Well, if we're being pedantic here, raw RGB video as would be displayed on a RGB monitor does indeed take 3 bytes per pixel. Technically, YUV is either an optimization or a backwards compatibility measure, and hence the adjective "raw" does not apply to it.
Actually the "raw" data coming from most cameras are often already compressed somehow, otherwise the camera would not be able to write it to storage (or send it over USB) fast enough.
In fact since decoding also often happens in hardware, the raw size may never materialize anywhere in the pipeline, other than the framebuffer of the video card. Even HDMI has compression now [0]

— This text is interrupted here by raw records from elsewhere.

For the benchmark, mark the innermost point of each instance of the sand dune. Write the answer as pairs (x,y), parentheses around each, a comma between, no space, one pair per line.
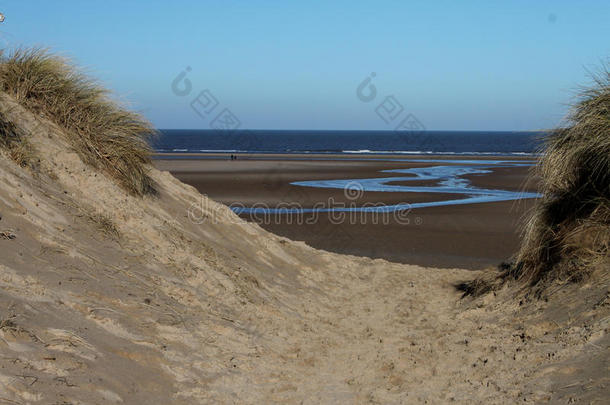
(111,298)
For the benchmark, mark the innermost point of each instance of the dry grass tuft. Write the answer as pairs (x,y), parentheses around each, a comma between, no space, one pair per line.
(568,235)
(104,134)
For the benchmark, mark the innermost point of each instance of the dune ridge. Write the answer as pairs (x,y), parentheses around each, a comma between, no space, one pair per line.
(112,297)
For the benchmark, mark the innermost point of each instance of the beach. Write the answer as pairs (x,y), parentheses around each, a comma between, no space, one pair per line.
(469,236)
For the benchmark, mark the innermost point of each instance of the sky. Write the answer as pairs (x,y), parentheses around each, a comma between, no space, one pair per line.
(467,65)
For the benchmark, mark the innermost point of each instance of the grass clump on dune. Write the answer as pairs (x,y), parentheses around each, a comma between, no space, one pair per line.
(568,235)
(103,133)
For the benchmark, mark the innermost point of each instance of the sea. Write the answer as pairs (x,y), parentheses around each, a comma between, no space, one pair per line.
(499,143)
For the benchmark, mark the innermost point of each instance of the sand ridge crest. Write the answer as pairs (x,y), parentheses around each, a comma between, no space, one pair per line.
(173,311)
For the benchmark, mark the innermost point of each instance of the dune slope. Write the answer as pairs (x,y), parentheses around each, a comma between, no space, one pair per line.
(107,297)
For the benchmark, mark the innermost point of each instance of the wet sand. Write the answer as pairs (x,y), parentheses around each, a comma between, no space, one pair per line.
(471,236)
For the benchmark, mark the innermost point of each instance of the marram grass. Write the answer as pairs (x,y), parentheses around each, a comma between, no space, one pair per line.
(103,133)
(567,237)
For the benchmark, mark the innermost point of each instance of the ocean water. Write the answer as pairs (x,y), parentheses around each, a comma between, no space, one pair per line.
(500,143)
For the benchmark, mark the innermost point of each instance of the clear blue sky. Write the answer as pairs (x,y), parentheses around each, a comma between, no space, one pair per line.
(483,65)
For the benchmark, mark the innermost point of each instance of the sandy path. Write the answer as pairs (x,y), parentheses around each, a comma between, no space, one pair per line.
(170,310)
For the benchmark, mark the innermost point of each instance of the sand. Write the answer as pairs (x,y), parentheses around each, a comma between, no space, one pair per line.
(221,311)
(475,236)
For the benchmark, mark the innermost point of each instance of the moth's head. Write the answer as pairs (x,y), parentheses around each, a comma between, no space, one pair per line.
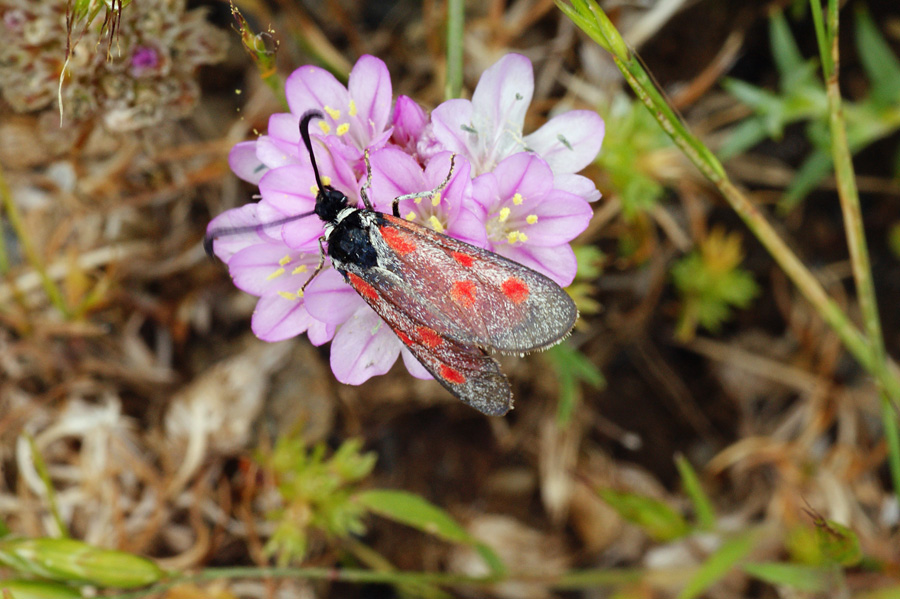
(329,203)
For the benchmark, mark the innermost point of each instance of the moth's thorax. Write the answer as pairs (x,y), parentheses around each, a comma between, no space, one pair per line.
(349,238)
(330,203)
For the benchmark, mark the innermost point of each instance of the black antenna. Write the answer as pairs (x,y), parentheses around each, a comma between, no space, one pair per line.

The author probably choose a screenshot as a benchmark, because otherwise it's hard to get your hands on anything compressible but not already compressed.

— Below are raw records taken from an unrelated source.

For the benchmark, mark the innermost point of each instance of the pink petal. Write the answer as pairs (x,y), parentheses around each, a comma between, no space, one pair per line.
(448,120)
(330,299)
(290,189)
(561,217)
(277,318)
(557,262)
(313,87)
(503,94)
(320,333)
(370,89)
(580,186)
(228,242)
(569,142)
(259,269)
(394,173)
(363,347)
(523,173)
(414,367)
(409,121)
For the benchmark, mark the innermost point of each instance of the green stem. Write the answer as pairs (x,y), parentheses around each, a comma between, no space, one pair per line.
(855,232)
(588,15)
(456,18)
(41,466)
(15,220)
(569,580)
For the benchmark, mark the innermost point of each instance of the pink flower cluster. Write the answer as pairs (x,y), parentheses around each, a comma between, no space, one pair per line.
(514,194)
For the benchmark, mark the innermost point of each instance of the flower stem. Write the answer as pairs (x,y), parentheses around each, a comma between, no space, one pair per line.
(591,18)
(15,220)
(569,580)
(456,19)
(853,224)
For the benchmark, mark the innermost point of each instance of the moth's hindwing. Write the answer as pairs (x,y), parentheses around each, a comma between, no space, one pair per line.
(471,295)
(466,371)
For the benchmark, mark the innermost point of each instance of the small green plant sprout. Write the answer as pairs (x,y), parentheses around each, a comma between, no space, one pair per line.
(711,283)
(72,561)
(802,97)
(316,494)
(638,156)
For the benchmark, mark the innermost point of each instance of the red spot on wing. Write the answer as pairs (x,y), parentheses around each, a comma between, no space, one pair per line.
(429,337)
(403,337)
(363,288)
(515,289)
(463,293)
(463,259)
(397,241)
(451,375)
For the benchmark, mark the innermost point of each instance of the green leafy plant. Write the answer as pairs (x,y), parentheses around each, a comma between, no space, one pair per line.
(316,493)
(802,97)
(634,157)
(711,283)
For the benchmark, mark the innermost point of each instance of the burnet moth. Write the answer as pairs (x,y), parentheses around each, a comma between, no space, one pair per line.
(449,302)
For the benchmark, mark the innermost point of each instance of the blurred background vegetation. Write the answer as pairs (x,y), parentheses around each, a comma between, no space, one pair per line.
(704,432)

10 bit video 444 with 8294400 or 8847360 samples per picture for 4k (tv vs movie) tops out below 270mbit per frame, or at 60hz 16gbit, so you can fit half a dozen signals down a 100G transceiver, or two down a 40G.

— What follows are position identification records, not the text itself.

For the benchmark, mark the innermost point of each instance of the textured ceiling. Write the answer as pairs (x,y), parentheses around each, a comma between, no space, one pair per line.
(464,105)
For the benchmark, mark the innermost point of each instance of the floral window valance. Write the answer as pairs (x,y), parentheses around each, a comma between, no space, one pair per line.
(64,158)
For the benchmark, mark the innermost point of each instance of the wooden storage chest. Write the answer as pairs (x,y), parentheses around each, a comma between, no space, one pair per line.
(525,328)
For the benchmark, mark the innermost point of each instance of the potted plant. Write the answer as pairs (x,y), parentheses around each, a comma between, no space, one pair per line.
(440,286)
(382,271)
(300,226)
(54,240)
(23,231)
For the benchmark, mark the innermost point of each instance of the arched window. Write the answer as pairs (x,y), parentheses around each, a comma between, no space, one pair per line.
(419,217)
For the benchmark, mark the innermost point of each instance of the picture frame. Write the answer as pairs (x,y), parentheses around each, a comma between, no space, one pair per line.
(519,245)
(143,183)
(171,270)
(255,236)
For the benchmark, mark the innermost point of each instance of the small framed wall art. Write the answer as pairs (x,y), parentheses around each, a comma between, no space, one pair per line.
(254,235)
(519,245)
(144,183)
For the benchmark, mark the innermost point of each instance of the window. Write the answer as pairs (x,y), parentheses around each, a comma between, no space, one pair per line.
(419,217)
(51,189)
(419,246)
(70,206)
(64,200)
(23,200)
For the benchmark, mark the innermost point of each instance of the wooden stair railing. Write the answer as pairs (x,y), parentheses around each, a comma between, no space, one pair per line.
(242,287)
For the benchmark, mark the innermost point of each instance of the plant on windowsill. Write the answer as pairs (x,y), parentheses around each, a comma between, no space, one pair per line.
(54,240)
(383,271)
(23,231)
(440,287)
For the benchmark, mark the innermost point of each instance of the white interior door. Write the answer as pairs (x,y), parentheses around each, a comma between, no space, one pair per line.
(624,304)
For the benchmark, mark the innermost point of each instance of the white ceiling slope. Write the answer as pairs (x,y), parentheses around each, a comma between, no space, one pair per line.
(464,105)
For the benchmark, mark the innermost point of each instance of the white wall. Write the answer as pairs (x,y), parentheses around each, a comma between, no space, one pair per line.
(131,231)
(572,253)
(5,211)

Throw in YUV compression and you can shift 120hz 8k with relatively little problem.
If you define raw video as RGB with 1 byte for red, 1 byte for green and 1 byte for blue, then yes, it will be 3 bytes per pixel.
But there are clearly other ways to store a pixel of colour information in less than 3 bytes, which is OP's point. It's not an optimization really - it's just a different coding format (Just as ASCII isn't an optimization of Unicode).